The goal, HHS said when it released the rule in December 2020, is to further value-based reimbursement and improve care coordination by enabling greater patient and family access to health data.
The changes would also offer more flexibilities for disclosures in situations such as opioid overdoses and the COVID-19 public health emergency.
In addition, the hope is that a streamlined new rule would reduce administrative burdens on HIPAA-covered entities while continuing to protect patient privacy.
The proposed changes to the HIPAA Privacy Rule include:
- strengthening individuals' rights to access their own health information, including electronic information.
- improving information-sharing for care coordination and case management for individuals.
- facilitating greater family and caregiver involvement in the care of individuals experiencing emergencies or health crises.
- enhancing flexibilities for disclosures in emergency or threatening circumstances, such as the opioid and COVID-19 public health emergencies.

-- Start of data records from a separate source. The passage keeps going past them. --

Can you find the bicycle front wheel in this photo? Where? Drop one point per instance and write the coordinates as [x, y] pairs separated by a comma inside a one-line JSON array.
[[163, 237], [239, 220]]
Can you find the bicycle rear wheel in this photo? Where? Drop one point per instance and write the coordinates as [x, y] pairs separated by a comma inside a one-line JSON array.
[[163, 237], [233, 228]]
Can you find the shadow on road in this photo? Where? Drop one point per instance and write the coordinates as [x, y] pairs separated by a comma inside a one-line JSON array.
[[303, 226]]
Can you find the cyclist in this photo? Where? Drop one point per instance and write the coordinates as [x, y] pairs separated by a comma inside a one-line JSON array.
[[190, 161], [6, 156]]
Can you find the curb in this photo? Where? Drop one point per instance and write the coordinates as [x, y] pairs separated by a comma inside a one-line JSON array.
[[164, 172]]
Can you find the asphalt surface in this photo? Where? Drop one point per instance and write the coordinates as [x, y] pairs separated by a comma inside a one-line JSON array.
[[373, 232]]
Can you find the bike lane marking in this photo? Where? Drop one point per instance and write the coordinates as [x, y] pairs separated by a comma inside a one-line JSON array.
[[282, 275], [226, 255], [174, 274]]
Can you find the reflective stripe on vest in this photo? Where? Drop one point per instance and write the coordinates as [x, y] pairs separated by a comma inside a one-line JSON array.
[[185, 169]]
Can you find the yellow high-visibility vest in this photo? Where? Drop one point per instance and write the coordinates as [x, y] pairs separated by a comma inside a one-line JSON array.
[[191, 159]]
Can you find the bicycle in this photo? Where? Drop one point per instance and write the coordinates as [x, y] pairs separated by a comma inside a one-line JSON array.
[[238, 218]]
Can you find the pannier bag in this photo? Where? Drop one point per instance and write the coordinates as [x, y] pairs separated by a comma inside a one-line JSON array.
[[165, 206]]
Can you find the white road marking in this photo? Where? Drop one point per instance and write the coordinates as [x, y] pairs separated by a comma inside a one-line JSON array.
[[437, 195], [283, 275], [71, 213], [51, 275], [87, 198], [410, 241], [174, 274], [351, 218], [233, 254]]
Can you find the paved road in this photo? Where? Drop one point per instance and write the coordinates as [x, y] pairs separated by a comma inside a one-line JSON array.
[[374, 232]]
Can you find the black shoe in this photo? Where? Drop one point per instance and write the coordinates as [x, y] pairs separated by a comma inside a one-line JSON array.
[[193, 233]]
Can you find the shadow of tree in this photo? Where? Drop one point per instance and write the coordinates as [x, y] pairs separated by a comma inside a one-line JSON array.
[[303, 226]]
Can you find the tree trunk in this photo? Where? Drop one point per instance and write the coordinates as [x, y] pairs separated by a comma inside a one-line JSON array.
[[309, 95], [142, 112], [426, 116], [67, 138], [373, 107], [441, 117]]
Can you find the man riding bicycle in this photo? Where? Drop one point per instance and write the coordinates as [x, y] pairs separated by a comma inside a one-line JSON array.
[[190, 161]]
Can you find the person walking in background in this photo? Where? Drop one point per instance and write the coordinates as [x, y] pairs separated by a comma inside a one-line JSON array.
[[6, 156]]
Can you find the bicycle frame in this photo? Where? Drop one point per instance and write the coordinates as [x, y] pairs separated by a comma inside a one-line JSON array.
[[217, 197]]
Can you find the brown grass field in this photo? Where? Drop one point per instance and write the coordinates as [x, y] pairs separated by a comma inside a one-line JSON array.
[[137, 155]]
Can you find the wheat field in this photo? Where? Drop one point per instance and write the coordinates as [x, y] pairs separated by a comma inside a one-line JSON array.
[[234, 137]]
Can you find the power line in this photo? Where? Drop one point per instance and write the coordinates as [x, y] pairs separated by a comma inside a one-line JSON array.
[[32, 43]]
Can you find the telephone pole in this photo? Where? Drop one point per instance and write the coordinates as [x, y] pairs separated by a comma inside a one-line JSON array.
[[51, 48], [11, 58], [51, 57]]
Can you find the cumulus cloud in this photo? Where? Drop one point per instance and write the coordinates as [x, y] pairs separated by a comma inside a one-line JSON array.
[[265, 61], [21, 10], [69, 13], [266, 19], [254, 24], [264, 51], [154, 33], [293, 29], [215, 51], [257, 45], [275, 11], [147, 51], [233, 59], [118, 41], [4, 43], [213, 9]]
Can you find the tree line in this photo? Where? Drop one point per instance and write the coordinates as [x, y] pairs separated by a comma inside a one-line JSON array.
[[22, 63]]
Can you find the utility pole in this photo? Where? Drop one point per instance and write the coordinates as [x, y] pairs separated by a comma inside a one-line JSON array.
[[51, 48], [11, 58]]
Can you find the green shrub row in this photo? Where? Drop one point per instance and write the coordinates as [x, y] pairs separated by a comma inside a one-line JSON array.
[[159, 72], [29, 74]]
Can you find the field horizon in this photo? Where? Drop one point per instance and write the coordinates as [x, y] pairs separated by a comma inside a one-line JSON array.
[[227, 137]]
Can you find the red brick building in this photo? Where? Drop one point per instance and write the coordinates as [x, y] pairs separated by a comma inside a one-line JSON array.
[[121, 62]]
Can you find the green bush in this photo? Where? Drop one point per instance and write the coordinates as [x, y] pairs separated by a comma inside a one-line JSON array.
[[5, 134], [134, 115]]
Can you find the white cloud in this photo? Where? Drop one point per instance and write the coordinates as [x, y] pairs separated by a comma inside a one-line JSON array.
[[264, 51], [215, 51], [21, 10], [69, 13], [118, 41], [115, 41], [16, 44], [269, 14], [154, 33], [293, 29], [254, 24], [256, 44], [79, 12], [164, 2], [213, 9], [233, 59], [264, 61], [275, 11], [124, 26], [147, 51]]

- reducing administrative burdens on HIPAA-covered healthcare providers and health plans while continuing to protect individuals' health information privacy interests.
THE LARGER TREND
OCR first released the rule to the public on December 10, 2020, and it was published in the Federal Register on January 21.
ON THE RECORD
"OCR anticipates a high degree of public interest in providing input on the proposals because the HIPAA Privacy Rule affects nearly anyone who interacts with the healthcare system," said Acting OCR Director Robinsue Frohboese.
"The 45-day extension of the comment period to May 6, 2021, will give the public a full opportunity to consider the proposals and submit comments to inform future policy."